For export boots, CII urges extension of interest subsidy scheme, faster GST refunds

New Delhi | Updated on August 11, 2020

The 10-point agenda includes specific measures for nine sectors including automotives, chemicals, electronics, steel and textiles   -  Bloomberg

Ten-point agenda includes specific measures for nine sectors such as automotives, chemicals, electronics, steel and textiles

To give the country’s sagging exports a much needed push, industry body Confederation of Indian Industry (CII) has called for an expansion of export finance, extension of the popular interest equalisation scheme for all exporters for two years, removal of cesses and fast-tracking of GST refunds which hold up working capital.

In a 10-point agenda for increasing India’s exports of goods and services in line with the vision of an “Atmanirbhar Bharat” while dealing with the pandemic, the CII has proposed that India must aim to achieve a 5 per cent share in world merchandise exports and 7 per cent in services exports by 2025.

India’s goods exports declined 4.78 per cent to $314 billion in 2019-20 compared to the previous fiscal. The on-going pandemic hit the sector further with exports dropping 36.71 per cent to $51.32 billion in the April-June 2020 period.
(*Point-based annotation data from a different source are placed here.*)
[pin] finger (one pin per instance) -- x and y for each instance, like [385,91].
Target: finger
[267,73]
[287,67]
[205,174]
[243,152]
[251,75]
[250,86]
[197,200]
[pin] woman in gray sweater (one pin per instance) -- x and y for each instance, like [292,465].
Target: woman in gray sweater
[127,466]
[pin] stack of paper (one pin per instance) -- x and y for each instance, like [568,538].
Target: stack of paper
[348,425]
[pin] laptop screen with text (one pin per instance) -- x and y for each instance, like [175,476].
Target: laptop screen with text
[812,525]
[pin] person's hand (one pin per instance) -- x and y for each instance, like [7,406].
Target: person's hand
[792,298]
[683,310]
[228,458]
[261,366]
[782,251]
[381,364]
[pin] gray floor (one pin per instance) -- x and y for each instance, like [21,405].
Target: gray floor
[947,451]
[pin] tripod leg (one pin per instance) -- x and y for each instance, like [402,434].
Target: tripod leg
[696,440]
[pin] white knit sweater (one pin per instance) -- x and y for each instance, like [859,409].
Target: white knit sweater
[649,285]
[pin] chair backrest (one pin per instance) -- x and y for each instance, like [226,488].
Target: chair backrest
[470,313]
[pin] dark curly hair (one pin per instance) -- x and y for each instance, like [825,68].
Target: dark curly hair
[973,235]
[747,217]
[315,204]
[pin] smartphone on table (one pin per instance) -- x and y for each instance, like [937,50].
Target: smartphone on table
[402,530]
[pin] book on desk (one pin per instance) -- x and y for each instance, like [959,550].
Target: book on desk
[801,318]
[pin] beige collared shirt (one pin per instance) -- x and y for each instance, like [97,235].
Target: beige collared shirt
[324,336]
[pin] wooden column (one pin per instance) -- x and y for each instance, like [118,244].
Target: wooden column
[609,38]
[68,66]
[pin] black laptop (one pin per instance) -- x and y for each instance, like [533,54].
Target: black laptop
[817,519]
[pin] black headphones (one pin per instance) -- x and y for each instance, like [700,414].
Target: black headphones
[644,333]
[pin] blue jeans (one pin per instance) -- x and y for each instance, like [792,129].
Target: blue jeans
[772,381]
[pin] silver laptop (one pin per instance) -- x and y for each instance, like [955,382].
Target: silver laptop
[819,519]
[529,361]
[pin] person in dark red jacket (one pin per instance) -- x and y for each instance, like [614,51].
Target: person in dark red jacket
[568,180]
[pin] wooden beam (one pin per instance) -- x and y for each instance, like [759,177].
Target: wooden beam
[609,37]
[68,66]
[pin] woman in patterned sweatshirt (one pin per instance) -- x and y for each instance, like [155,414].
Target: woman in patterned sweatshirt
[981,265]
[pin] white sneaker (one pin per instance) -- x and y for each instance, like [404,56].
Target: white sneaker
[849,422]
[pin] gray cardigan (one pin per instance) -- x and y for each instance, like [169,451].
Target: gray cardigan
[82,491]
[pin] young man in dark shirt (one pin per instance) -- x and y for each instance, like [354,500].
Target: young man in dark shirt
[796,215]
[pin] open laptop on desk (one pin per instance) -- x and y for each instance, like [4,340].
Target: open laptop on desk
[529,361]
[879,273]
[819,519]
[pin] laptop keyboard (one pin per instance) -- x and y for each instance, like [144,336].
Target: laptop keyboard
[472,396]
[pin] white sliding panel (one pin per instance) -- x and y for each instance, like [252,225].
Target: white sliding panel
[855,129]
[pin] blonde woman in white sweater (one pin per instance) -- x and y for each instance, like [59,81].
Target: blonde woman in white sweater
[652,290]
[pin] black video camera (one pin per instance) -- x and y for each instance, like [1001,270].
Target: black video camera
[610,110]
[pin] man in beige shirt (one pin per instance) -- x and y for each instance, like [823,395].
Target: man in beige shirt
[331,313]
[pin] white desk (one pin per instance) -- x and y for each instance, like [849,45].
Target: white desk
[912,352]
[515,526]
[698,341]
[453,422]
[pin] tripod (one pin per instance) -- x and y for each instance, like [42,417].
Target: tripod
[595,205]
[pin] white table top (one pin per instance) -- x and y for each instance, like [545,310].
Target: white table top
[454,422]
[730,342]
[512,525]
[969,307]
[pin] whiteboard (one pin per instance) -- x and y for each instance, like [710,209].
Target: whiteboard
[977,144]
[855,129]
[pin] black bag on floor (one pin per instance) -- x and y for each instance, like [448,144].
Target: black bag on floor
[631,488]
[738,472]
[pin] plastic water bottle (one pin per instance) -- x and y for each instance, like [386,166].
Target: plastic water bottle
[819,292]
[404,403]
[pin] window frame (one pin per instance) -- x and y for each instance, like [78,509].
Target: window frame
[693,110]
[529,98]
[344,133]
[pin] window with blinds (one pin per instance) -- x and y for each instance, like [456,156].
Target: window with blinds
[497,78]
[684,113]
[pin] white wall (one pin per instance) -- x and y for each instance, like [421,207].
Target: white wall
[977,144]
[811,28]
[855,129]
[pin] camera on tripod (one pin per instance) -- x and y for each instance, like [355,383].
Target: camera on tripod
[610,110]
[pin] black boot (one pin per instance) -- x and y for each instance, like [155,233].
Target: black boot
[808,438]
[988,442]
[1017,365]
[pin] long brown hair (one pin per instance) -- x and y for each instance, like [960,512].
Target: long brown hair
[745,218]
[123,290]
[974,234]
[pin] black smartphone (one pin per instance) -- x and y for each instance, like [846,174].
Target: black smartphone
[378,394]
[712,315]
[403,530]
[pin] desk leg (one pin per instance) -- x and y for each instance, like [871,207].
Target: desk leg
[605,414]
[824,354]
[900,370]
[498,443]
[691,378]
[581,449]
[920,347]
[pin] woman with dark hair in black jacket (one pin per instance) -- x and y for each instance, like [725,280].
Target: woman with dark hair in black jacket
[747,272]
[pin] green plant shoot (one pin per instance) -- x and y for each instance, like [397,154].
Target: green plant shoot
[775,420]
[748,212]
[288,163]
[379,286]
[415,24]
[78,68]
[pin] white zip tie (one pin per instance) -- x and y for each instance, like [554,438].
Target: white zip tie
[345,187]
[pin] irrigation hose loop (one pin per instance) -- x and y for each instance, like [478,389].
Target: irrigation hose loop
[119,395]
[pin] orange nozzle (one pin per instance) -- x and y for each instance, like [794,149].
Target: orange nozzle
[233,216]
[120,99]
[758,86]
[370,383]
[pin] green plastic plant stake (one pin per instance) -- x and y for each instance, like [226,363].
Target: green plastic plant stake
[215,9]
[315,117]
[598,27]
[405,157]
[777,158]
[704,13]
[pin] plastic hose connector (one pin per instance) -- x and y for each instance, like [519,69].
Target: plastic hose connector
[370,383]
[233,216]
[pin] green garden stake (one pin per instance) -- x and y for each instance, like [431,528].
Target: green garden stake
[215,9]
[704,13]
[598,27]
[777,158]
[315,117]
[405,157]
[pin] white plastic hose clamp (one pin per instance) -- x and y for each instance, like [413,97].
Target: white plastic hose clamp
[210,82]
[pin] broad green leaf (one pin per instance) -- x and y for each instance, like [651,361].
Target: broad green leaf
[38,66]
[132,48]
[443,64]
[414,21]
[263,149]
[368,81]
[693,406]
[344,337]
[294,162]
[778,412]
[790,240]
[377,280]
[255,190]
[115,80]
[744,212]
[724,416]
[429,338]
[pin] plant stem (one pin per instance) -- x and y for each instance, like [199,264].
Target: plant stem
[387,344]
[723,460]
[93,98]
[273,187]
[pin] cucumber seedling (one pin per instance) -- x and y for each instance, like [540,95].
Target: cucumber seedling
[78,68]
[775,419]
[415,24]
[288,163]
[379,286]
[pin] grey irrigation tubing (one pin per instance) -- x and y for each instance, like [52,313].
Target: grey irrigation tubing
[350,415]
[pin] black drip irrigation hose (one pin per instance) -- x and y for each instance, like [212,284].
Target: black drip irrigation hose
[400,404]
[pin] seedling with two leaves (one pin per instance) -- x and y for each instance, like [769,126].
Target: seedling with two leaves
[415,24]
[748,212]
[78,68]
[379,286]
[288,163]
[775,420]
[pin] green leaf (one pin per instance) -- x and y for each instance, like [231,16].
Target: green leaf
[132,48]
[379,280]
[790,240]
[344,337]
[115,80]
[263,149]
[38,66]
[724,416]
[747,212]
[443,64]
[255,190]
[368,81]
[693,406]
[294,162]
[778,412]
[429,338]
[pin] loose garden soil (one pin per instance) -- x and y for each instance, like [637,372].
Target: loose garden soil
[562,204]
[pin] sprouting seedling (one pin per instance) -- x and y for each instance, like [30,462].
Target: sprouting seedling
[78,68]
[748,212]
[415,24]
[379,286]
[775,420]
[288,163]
The country’s share in global merchandise exports is 1.67 per cent, with a low share in top globally traded items, the report pointed out. In services, it enjoys 3.54 per cent share.

“The CII report includes specific measures for nine manufacturing sectors such as automotives, chemicals, electronics, steel and textiles etc. Education and healthcare are covered under services. In the agriculture and allied sector, CII has brought out recommendations for agri produce, fruits and vegetables, marine products and processed foods,” according to an official release circulated on Tuesday.

‘Speed up trade policy’

The report suggested that in general, higher duties on finished goods and lower duties on intermediates should be applied and the Foreign Trade Policy should be brought out at the earliest to establish a stable and predictable export policy regime.

It stressed on the need to expand export finance and pushed for extension of the interest equalisation scheme, under which exporters are offered credit at a subsidised interest rate, to all sectors and not just the Micro Small and Medium Enterprises (MSME).

The body further suggested that the capacities of the Export Import Bank and the Export Credit Guarantee Corporation need to be strengthened to raise resources and lower risks.